Born in Berlin on March 23, 1922, Goldschlag escaped his homeland and came to Canada as a teenager with the help and sponsorship of Toronto businessman Alan Coatsworth. He graduated from the University of Toronto and Princeton and, after serving with the Canadian military, joined the Department of External Affairs in the late 1940s, serving as ambassador to Turkey, Italy and the Federal Republic of Germany.
"By common consensus, he was the most brilliant foreign-policy mind we had from 1960-1980, the generation after Pearson," said Allan Gotlieb, former ambassador to the United States. "He was a strategic thinker and a delightfully amusing and witty individual."

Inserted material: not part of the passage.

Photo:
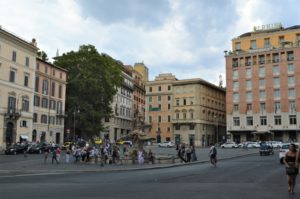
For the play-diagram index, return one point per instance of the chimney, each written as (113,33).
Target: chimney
(33,42)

Goldschlag was named to the Order of Canada in 1983 in recognition of his achievements abroad and at home as deputy undersecretary of state for External Affairs and was the winner of the Public Service Outstanding Achievement Award. The citation commended him for providing advice to government that was "both highly original and practical, and has resulted in comprehensive solutions to complex international problems."
Predeceased by his wife, Shan, Goldschlag leaves three daughters, eight grandchildren and a son-in-law. A memorial service is planned for the spring in Ottawa. A full obituary is forthcoming.